No obstante se han iniciado discusiones prematuras con base en este montón de
materiales acumulados porque no hubo acuerdo inicial sobre los principios. (...)
Si de verdad queremos tener una arquitectura de nuestro tiempo, lo primero que
tenemos que hacer es que sea nuestra y que no vaya a buscar fuera sino dentro de
nuestra sociedad sus formas y sus disposiciones. Nada más indicado que nuestros
arquitectos conozcan los mejores ejemplos de lo que se ha hecho entes de nosotros y
en condiciones semejantes y, a esos conocimientos, añadan un buen método y
espíritu crítico. Es excelente que sepan hasta qué punto las artes antiguas han sido
una imagen fiel de las sociedades en medio de las cuales se desarrollaron, pero que
ese saber no conduzca a una imitación irreflexiva de esas formas a menudo ajenas a
nuestras costumbres. Lo negativo es que con el pretexto de conservar tal o cual
doctrina, e incluso quizá por no alterar la existencia de una veintena de personas, no
se intente extraer de esos estudios consecuencias prácticas fijándose más en los
principios que en las formas. Es preciso que el arquitecto no sea solamente sabio, sino
que se sirva de su ciencia y aporte algo de sí mismo; que consienta olvidar los lugares
comunes que con una persistencia digna de un fin más noble han pesado sobre el arte
de la arquitectura desde hace casi doscientos años. (...)
Duodécimo coloquio
Estudiar los sistemas admitidos por los constructores que nos han precedido en el
tiempo es el medio seguro para aprender a construir nosotros mismos, mas es preciso
extraer de este estudio algo más que simples copias. Así, por ejemplo, reconocemos
que en los principios estructurales de las bóvedas de la Edad Media hay elementos
excelentes por cuanto permiten una gran libertad de ejecución, una gran levedad y al
mismo tiempo elasticidad. ¿Quiere esto decir que si queremos utilizar los materiales
nuevos que nos ofrece la industria, como el hierro colado o la plancha, hay que
contentarse con reemplazar los arcos de piedra por arcos de hierro colado o de
plancha? No, podemos adoptar los principios, y si al adoptarlos cambiamos el material,
la forma tiene que cambiar también.
En el coloquio anterior hemos mostrado cómo mediante el empleo restringido del
hierro colado se podía abovedar una sala muy amplia sin recurrir a los contrafuertes.

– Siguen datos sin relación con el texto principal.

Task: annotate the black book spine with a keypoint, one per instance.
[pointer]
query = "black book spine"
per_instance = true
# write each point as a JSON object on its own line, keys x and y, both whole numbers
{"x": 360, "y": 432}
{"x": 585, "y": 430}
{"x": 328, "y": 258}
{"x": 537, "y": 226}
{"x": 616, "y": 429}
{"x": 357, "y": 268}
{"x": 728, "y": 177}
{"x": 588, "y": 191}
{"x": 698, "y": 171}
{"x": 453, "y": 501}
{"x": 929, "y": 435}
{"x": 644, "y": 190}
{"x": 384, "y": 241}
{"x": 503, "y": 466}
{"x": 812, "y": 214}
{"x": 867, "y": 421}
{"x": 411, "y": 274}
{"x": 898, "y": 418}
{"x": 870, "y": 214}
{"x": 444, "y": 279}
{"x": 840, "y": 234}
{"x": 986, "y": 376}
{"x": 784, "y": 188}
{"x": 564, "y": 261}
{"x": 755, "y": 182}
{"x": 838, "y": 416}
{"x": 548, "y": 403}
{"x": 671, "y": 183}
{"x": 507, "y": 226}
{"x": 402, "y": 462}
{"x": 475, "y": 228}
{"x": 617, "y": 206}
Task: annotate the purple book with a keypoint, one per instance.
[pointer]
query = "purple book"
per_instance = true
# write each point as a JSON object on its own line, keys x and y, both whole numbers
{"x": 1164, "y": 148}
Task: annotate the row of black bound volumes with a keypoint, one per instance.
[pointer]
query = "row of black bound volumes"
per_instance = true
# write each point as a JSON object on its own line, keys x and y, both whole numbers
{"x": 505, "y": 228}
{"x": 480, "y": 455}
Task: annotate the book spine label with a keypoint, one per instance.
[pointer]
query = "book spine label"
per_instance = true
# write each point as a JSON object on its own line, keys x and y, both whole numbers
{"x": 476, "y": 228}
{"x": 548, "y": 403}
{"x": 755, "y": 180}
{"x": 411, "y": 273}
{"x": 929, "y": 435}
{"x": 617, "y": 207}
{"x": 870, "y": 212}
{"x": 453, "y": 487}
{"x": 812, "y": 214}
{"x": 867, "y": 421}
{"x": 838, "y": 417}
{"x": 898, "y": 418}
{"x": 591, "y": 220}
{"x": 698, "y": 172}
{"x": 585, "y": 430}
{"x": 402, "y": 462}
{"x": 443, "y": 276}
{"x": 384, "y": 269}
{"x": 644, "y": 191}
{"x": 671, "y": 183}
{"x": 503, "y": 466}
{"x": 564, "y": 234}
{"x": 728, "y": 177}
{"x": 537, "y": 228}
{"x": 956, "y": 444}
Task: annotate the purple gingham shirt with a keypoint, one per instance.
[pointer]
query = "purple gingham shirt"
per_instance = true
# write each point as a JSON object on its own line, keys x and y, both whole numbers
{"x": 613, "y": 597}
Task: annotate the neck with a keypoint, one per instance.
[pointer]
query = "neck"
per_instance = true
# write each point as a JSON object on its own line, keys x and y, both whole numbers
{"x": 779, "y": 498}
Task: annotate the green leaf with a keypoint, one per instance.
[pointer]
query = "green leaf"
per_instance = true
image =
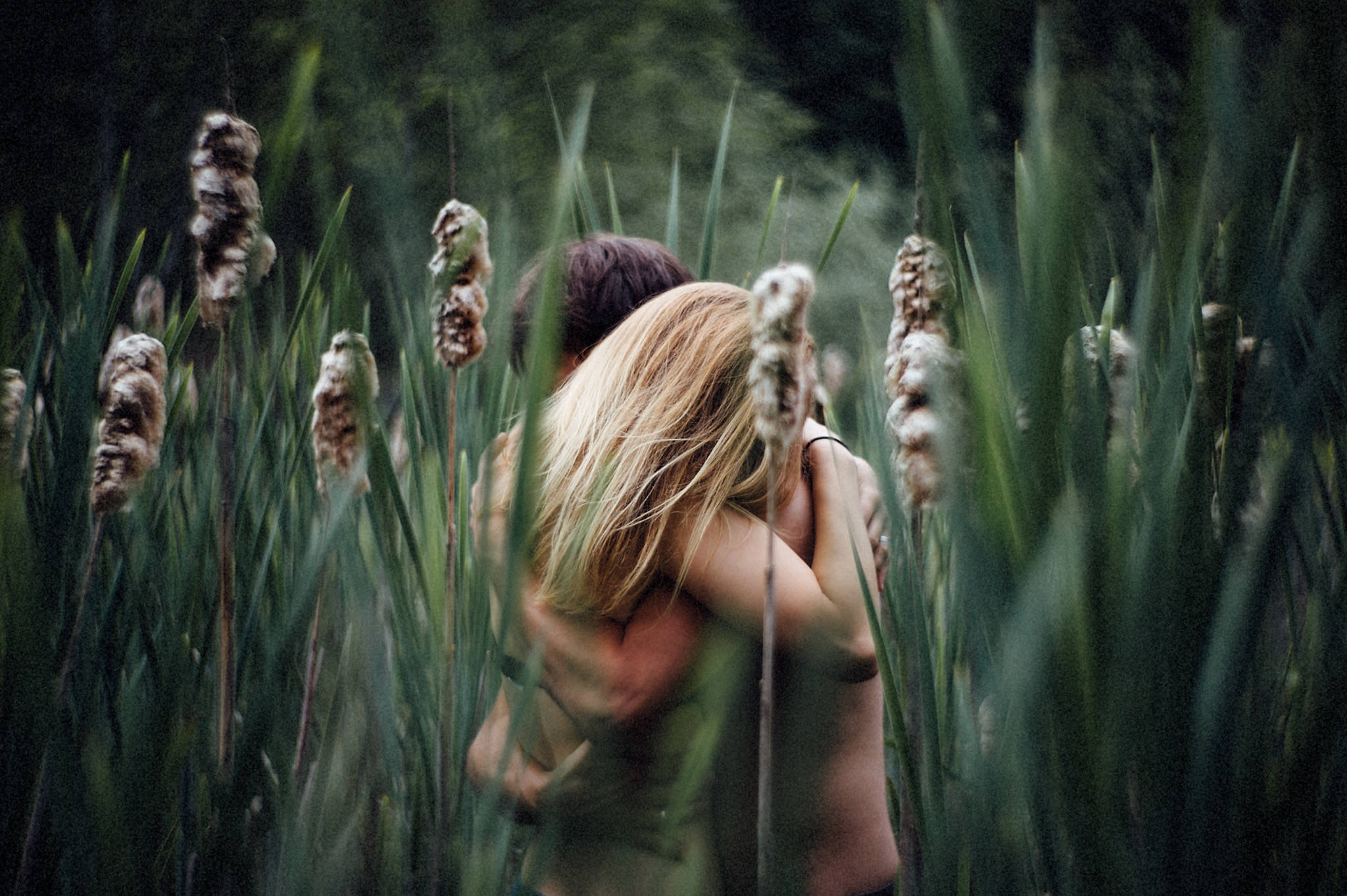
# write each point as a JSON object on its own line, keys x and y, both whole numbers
{"x": 671, "y": 220}
{"x": 837, "y": 227}
{"x": 120, "y": 293}
{"x": 713, "y": 200}
{"x": 767, "y": 226}
{"x": 612, "y": 200}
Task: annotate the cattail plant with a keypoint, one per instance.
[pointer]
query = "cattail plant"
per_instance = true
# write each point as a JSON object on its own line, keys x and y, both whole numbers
{"x": 227, "y": 230}
{"x": 919, "y": 367}
{"x": 132, "y": 427}
{"x": 147, "y": 312}
{"x": 14, "y": 448}
{"x": 777, "y": 381}
{"x": 1123, "y": 361}
{"x": 130, "y": 436}
{"x": 460, "y": 268}
{"x": 348, "y": 384}
{"x": 228, "y": 214}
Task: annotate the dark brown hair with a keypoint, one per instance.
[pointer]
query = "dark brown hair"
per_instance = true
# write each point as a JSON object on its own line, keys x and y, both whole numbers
{"x": 605, "y": 279}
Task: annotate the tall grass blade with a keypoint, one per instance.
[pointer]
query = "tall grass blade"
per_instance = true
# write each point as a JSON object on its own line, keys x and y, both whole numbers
{"x": 713, "y": 200}
{"x": 612, "y": 200}
{"x": 837, "y": 227}
{"x": 767, "y": 227}
{"x": 671, "y": 218}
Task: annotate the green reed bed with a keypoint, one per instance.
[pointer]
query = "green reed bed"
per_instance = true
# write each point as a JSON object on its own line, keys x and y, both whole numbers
{"x": 1112, "y": 650}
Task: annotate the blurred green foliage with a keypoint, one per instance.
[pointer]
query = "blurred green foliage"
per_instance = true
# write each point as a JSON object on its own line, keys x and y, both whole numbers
{"x": 1112, "y": 658}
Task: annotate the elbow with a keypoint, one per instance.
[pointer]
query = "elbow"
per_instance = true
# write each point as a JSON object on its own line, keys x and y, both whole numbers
{"x": 478, "y": 763}
{"x": 860, "y": 661}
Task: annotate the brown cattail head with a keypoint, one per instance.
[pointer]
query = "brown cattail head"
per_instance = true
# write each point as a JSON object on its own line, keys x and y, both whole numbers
{"x": 14, "y": 459}
{"x": 132, "y": 427}
{"x": 348, "y": 385}
{"x": 920, "y": 370}
{"x": 228, "y": 212}
{"x": 461, "y": 237}
{"x": 926, "y": 383}
{"x": 777, "y": 374}
{"x": 149, "y": 310}
{"x": 920, "y": 283}
{"x": 460, "y": 337}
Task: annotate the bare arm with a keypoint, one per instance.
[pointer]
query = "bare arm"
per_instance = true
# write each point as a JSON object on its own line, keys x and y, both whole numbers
{"x": 606, "y": 674}
{"x": 820, "y": 605}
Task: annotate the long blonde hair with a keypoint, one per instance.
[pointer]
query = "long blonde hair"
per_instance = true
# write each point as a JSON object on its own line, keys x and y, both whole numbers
{"x": 654, "y": 429}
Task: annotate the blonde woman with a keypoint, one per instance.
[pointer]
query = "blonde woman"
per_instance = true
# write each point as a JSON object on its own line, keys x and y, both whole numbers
{"x": 650, "y": 471}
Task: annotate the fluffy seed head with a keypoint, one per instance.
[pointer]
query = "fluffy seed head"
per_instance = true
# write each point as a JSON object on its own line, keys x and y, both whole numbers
{"x": 924, "y": 373}
{"x": 12, "y": 390}
{"x": 920, "y": 283}
{"x": 149, "y": 310}
{"x": 460, "y": 337}
{"x": 228, "y": 212}
{"x": 132, "y": 427}
{"x": 453, "y": 225}
{"x": 348, "y": 384}
{"x": 776, "y": 374}
{"x": 837, "y": 370}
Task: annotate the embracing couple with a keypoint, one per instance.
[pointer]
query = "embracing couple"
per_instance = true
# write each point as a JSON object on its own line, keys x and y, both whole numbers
{"x": 637, "y": 757}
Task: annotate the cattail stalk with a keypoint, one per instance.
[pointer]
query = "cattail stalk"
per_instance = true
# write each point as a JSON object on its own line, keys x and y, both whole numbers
{"x": 919, "y": 367}
{"x": 232, "y": 252}
{"x": 460, "y": 268}
{"x": 348, "y": 384}
{"x": 776, "y": 379}
{"x": 130, "y": 436}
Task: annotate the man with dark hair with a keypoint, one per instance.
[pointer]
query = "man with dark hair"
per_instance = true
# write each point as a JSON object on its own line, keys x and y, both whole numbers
{"x": 604, "y": 279}
{"x": 831, "y": 822}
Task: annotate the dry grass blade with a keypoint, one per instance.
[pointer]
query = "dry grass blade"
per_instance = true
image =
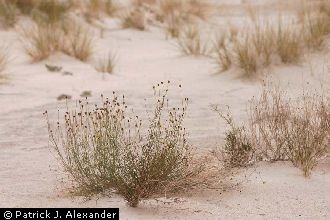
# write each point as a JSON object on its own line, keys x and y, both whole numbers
{"x": 245, "y": 56}
{"x": 288, "y": 44}
{"x": 281, "y": 129}
{"x": 3, "y": 60}
{"x": 40, "y": 41}
{"x": 134, "y": 19}
{"x": 191, "y": 42}
{"x": 106, "y": 64}
{"x": 78, "y": 41}
{"x": 223, "y": 53}
{"x": 8, "y": 13}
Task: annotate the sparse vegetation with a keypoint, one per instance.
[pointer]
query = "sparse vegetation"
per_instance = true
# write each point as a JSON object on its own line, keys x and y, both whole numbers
{"x": 42, "y": 40}
{"x": 3, "y": 60}
{"x": 238, "y": 151}
{"x": 8, "y": 13}
{"x": 78, "y": 41}
{"x": 191, "y": 42}
{"x": 134, "y": 19}
{"x": 223, "y": 53}
{"x": 281, "y": 129}
{"x": 50, "y": 11}
{"x": 316, "y": 24}
{"x": 104, "y": 148}
{"x": 106, "y": 64}
{"x": 95, "y": 8}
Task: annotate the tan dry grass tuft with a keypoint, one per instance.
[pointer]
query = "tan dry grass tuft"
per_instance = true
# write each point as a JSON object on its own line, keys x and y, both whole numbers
{"x": 40, "y": 41}
{"x": 281, "y": 129}
{"x": 8, "y": 13}
{"x": 106, "y": 64}
{"x": 191, "y": 43}
{"x": 78, "y": 41}
{"x": 223, "y": 52}
{"x": 94, "y": 9}
{"x": 3, "y": 60}
{"x": 134, "y": 19}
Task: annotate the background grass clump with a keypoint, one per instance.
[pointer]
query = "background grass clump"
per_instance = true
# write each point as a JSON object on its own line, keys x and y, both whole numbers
{"x": 103, "y": 148}
{"x": 280, "y": 129}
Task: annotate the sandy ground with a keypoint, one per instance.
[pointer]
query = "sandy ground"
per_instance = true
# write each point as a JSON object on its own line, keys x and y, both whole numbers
{"x": 30, "y": 176}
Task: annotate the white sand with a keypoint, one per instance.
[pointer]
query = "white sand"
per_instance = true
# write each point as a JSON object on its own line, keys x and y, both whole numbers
{"x": 30, "y": 176}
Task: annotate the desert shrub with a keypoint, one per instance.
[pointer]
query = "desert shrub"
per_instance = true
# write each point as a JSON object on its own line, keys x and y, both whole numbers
{"x": 8, "y": 13}
{"x": 106, "y": 64}
{"x": 191, "y": 43}
{"x": 105, "y": 148}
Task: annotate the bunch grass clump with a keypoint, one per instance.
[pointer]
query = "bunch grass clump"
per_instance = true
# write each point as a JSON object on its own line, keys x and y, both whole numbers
{"x": 3, "y": 60}
{"x": 94, "y": 9}
{"x": 104, "y": 148}
{"x": 257, "y": 47}
{"x": 43, "y": 39}
{"x": 50, "y": 11}
{"x": 191, "y": 43}
{"x": 40, "y": 41}
{"x": 78, "y": 41}
{"x": 176, "y": 14}
{"x": 237, "y": 151}
{"x": 106, "y": 64}
{"x": 134, "y": 19}
{"x": 8, "y": 13}
{"x": 280, "y": 129}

Debemos desarrollar las aplicaciones de esos materiales nuevos y mostrar cómo,
conservando los excelentes principios admitidos por constructores pretéritos, nos
vemos empujados a modificar las formas de la estructura. No es necesario repetir aquí
lo que ya hemos dicho muchas veces sobre las condiciones de estructura en fábrica
(albañilería); admitimos que nuestros lectores han reconocido que no hay, en líneas
generales, más de dos estructuras: la estructura pasiva, inerte, y la estructura
equilibrada.
Más que nunca nos vemos llevados a no admitir tan sólo a esta última, tanto en razón
de la naturaleza de los materiales utilizados como por motivos económicos que cada
día son más imperiosos. Los maestros de la Edad Media nos han abierto el camino, lo
cual es un progreso, con independencia de los que se diga; nosotros debemos
continuarlo. (...)
Convenzámonos, una vez más, de que la arquitectura no puede revestir formas
nuevas sino va a buscarlas en una aplicación rigurosa de una estructura nueva; que
revestir columnas de hierro con cilindros de ladrillo, o con capas de estuco o envolver
soportes de hierro en fábrica, por ejemplo, no es el resultado de un esfuerzo de cálculo
ni de imaginación sino solamente el empleo disimulado de un medio no podría
conducir a formas nuevas.
Cuando los maestros laicos del siglo XIII encontraron un sistema de estructura ajeno a
todos los empleados hasta ese momento, no dieron a su arquitectura las formas
admitidas por los arquitectos romanos o románicos, sino que expresaron francamente
esta estructura y así pudieron aplicar nuevas formas con su fisonomía propia.
Intentemos proceder con esta lógica, apoderémonos simplemente de los medios
proporcionados por nuestro tiempo, apliquémoslos sin hacer intervenir tradiciones que
son viables hoy en día y sólo entonces podremos inaugurar una nueva arquitectura. Si
el hierro está destinado a ocupar un lugar importante en nuestras construcciones,
estudiemos sus propiedades todas las épocas han aplicado a sus obras. (...)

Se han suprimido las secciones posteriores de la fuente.